May 23, 2021

RPA, AI and ML are re-shaping the insurtech space

RPA
Insurtech
ArtificialIntelligence
Automation
4 min
We spoke to UiPath’s Managing Director UK and Ireland, Gavin Mee about transformative technologies in the insurtech space

Gavin Mee is the managing director, Northern Europe at the global robotics and AI automation platform provider, UiPath. With more than 20 years experience in creating, developing and nurturing cross-functional teams, he is also passionate about technology and its transformative effect in a digitally transforming world.

What are the main purposes for using Robotic Process Automation in insurtech? 

Robotic Process Automation (RPA) is software that can undertake rule-based and repetitive tasks by operating a computer just as a human would, only virtually. RPA software robots can read and understand what’s on the screen, can copy and paste, enter data into databases, update records and save files. It’s like having a digital assistant on hand to lighten the burden of admin. 

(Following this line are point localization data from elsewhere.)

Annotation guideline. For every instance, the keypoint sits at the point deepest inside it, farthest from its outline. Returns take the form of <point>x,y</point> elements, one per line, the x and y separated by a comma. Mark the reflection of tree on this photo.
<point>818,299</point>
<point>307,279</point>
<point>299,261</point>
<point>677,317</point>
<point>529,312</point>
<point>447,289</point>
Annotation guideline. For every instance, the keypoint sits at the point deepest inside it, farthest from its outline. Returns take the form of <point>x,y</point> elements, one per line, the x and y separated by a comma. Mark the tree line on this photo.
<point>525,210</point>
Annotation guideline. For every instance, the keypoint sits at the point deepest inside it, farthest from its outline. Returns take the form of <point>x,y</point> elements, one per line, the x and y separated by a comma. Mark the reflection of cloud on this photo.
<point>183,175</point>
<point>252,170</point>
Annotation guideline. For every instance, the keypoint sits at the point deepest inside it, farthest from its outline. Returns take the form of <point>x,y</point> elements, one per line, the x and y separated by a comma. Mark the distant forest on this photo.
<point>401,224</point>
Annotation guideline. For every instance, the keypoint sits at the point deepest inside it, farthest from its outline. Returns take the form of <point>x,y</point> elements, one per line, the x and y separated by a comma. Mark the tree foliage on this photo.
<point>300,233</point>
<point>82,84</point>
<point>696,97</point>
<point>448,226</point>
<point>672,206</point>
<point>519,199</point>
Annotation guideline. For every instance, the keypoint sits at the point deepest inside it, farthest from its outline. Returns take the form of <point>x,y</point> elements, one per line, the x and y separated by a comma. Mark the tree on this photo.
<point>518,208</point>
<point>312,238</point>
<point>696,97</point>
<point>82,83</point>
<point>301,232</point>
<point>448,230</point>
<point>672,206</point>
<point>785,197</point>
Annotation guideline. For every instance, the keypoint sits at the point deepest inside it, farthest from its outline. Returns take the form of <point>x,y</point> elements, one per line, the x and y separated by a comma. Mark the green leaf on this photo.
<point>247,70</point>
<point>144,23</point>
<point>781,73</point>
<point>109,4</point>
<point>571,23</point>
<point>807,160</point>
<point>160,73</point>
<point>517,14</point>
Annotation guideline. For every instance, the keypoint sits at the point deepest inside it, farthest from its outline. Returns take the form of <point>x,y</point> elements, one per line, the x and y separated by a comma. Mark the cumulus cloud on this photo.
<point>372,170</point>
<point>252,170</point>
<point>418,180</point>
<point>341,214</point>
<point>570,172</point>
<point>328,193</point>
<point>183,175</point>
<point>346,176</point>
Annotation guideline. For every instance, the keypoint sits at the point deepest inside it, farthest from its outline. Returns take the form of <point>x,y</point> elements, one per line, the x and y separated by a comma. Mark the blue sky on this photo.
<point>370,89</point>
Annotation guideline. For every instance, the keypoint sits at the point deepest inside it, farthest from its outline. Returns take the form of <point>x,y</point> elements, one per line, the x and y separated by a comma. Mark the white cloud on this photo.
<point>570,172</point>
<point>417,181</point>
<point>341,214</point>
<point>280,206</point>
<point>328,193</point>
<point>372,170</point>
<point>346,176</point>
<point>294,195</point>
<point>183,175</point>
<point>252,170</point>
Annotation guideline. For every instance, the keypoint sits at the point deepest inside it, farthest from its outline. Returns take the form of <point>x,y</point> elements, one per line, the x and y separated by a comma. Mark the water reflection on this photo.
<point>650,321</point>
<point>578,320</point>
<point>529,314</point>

Within the insurance industry, RPA offers countless opportunities. Take claims processing, for example. The claims environment is highly dependent on speed and accuracy to meet customer demands. In recent years, a large focus has been placed on improving front-office processes including improving mobile apps and instant chatbots. RPA, however, can help to streamline the back-office ensuring customers and employees have the information they need when they need it. 

This has a number of key benefits that stretch far beyond improving efficiency and saving money. Software robots can work behind the scenes 24/7, allowing for customer queries to be dealt with more quickly. With admin in the hands of the robots, employee time is freed to focus on value added work that requires human ingenuity and skill such as customer service. Therefore improving customer and employee satisfaction simultaneously. 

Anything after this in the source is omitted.